Additionally, for employees and employers alike, being able to verify qualifications to an assured identity is vital. It’s important to show where and when an individual studied so they can demonstrate how what they’ve learned translates into tangible skills. But this is difficult to achieve when presented with disparate data points.
Equally, for government policy makers, a more detailed overview of the population’s qualifications and learning histories could provide insight into potential skills gaps. This insight could help to enhance the relevancy of policymaking.
Indeed, some nations have made single student identity systems work.
In Finland, much like we are used to with health or national insurance numbers, every student is assigned an education ID at an early age. This identification then stays with them throughout their life.
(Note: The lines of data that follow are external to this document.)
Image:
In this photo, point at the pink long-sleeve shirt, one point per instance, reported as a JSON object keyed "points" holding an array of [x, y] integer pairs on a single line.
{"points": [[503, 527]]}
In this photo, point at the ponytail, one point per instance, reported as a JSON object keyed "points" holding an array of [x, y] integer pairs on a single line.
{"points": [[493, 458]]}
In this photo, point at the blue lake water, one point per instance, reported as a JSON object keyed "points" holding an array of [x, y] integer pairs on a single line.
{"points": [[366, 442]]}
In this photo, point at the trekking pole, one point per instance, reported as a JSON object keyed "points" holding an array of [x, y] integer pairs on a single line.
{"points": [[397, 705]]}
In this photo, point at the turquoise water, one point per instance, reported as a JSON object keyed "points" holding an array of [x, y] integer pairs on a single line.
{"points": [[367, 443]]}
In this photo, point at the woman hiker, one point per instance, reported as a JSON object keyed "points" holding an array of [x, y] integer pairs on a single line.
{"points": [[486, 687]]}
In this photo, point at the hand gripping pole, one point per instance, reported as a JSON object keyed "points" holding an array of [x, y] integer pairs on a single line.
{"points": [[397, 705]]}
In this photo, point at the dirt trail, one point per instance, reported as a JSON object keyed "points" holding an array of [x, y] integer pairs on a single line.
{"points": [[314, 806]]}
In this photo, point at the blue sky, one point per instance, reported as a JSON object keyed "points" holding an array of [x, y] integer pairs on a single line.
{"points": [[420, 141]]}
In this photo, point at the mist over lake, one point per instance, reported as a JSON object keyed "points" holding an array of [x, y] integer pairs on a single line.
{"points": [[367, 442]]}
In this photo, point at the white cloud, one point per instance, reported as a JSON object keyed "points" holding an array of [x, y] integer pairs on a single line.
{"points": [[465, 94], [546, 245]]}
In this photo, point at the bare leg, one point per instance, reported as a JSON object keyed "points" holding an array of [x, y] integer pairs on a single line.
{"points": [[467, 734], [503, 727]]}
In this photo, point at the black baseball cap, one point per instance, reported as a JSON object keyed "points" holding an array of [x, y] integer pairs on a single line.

It is carried through school, college and post graduate learning in order to connect the entire learning journey and create a trusted and validated record of all qualifications.
Equally, the Netherlands has developed its own ‘eduID’ – an identity that students can use at any educational institution before, during, and after their studies.
In the UK, achieving something similar is unfortunately a complex undertaking.
A key issue stems from the fact that education systems and strategies across the UK are fragmented. Higher education is structured differently to further education. For example, governance barriers create complexities between Wales, England, Scotland and Northern Ireland. Therefore, we need a holistic solution to better enable lifelong learning.
A challenge here is creating a common identifier that is portable, persistent and privacy preserving. Indeed, all those data points become much more powerful and insightful if you can link them to an individual. However, we must handle these with care due to data privacy laws.
The future of digital identity
Jisc is a UK not-for-profit company. Jisc provides network and IT services and digital resources for higher education and research institutions. It provides UK universities and colleges with shared digital infrastructure and services to transform the student experience.
Identity, data and digital platforms will be integral to enabling and elevating lifelong learning in the UK. Everyone we have spoken to is united by an ambition to create opportunities for all through education, training and learning.
The future is unlikely to be a single, student identity. A realistic aim is to instill common identifiers as a means of weaving disparate data profiles together across different systems.
The OpenAthens capability in managing single sign-on enables us to curate and support access to vital knowledge within a single institution. Whether or not our sector can uncouple an ID from an institution while retaining its assurance and authenticity (similar to the role of ORCID in research) is the question we want to answer. And in answering that question, we will also engage with the challenging questions of data and identity related to lifelong learning.